Suppose the $f \colon \Rr^n \to \Rr^n$ is continuously differentiable in an open set containing $a$, and $\det Df(a) \neq 0$. Then there is an open set $V$ containing $a$ and an open set $W$ containing $f(a)$ such that $f \colon V \to W$ has a continuous inverse $f^{-1} \colon W \to V$ which id differentiable and for all $y \in W$ satisfies

$$ Df^{-1}(y) = Df(f^{-1}(y))^{-1}. $$

As an application, we use it to deduce the implicit function theorem.

Implicit Function Theorem¶

Consider the function $f \colon \Rr^2 \to R$ defined by $f(x,y)=x^2+y^2-1$

Pick a point $(a,b)$ on the level set $f(x,y)=0$ (the unit circle).

If $a \neq \pm 1$, then there are open intervals $A$ containing $a$ and $B$ containing $b$ with the following property: if $x \in A$, there is a unique $y \in B$ such that $f(x,y) = 0$.

In other words, there is a function $g \colon A \to B$ such that $f(x,g(x)) = 0$ on $A$.

If we require $g(a) = b$ then $g(x) = \sqrt{1-x^2}$ and if $b >0$ and $g(x) = -\sqrt{1-x^2}$ if $b < 0$.

We say that these functions are implicitly defined by the equation $f(x,y)=0$.

If $a = \pm 1$, then it is impossible ot find any such function $g(x)$ defined on an open interval containing $a$.

An simple criterion for deciding when, in general, such a function exists is provided by the implicit function theorem.

Theorem 6 (Single Variable Implicit Function Theorem)

Suppose $f \colon \Rr^2 \to \Rr$ is continuously differentiable in an open set containing $(a,b)$ and $f(a,b) = 0$. If

$$ \frac{\partial f}{\partial y}(a,b) \neq 0$$

there exists an open neighborhood $A$ of $a$ and an open neighborhood $B$ of $b$, with the following property:

for each $x \in A$, there is a unique $g(x) \in B$ such that $f(x,g(x)) = 0$.

Moreover, the function $g(x)$ is differentiable.

Proof.

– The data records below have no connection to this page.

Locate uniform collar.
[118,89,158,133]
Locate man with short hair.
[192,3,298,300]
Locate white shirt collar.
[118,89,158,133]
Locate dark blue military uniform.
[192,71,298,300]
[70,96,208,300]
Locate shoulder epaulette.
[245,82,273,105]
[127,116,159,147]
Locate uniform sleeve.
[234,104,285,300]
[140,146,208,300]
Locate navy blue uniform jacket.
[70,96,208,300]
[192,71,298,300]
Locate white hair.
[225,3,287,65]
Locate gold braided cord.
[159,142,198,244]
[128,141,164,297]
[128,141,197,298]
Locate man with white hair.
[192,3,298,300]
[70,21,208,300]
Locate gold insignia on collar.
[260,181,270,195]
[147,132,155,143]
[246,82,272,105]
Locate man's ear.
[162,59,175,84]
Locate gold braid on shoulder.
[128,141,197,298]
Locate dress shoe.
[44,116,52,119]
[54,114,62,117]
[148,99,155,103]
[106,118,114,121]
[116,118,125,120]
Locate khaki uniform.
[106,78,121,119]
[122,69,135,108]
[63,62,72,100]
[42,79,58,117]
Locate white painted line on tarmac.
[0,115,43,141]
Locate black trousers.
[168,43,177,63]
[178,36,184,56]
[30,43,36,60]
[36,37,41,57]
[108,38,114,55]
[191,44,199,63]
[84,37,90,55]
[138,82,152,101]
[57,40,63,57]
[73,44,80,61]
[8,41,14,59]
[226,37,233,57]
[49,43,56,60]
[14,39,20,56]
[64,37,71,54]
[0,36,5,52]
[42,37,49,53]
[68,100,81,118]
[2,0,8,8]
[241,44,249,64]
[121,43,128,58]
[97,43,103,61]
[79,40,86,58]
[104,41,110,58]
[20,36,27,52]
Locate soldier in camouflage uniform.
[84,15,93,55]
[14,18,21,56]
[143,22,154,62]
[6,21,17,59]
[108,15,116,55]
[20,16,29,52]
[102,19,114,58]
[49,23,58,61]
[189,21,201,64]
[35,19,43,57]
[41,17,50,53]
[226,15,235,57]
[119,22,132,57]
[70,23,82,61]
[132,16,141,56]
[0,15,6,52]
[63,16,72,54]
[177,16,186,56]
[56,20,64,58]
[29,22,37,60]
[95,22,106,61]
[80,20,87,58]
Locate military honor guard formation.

Let $F \colon \Rr^2 \to \Rr^2$ be the function defined by

$$ F(x,y) = (x,f(x,y)) $$

Then $$ \det DF(a,b) = \det \begin{bmatrix} 1 & 0 \\ \frac{\partial f}{\partial x}(a,b) & \frac{\partial f}{\partial y}(a,b) \end{bmatrix} = \frac{\partial f}{\partial y}(a,b) \neq 0 $$

By the inverse function theorem, there is an open set $W$ in $\Rr^2$ containing $F(a,b) = (a,0)$ and an open set in $\Rr^2$ containing $(a,b)$ of the form $A \times B$ (because open sets in $\Rr^n$ are unions of products of open intervals), such that

$$ F \colon A \times B \to W$$

has a differentiable inverse $H \colon W \to A \times B$. So, $H(x,y) = (h(x,y), k(x,y))$ for some differentiable functions $h$ and $k$. And since $H$ is the inverse of $F(x,y) = (x,f(x,y))$. We must have $h(x,y) = x$.

Let $\pi \colon \Rr^2 \to \Rr$ be the projection $\pi(x,y) = y$. Then $\pi \circ F = f$.

Therefore,

\begin{align*} f(x,k(x,y)) & = f\circ H(x,y) = (\pi \circ F) \circ H(x,y) \\ &=\pi \circ (F \circ H)(x,y) = \pi(x,y) = y. \end{align*}

Thus, $f(x,k(x,0))=0$ for $x \in A$; in other words we can take $g(x) = k(x,0)$.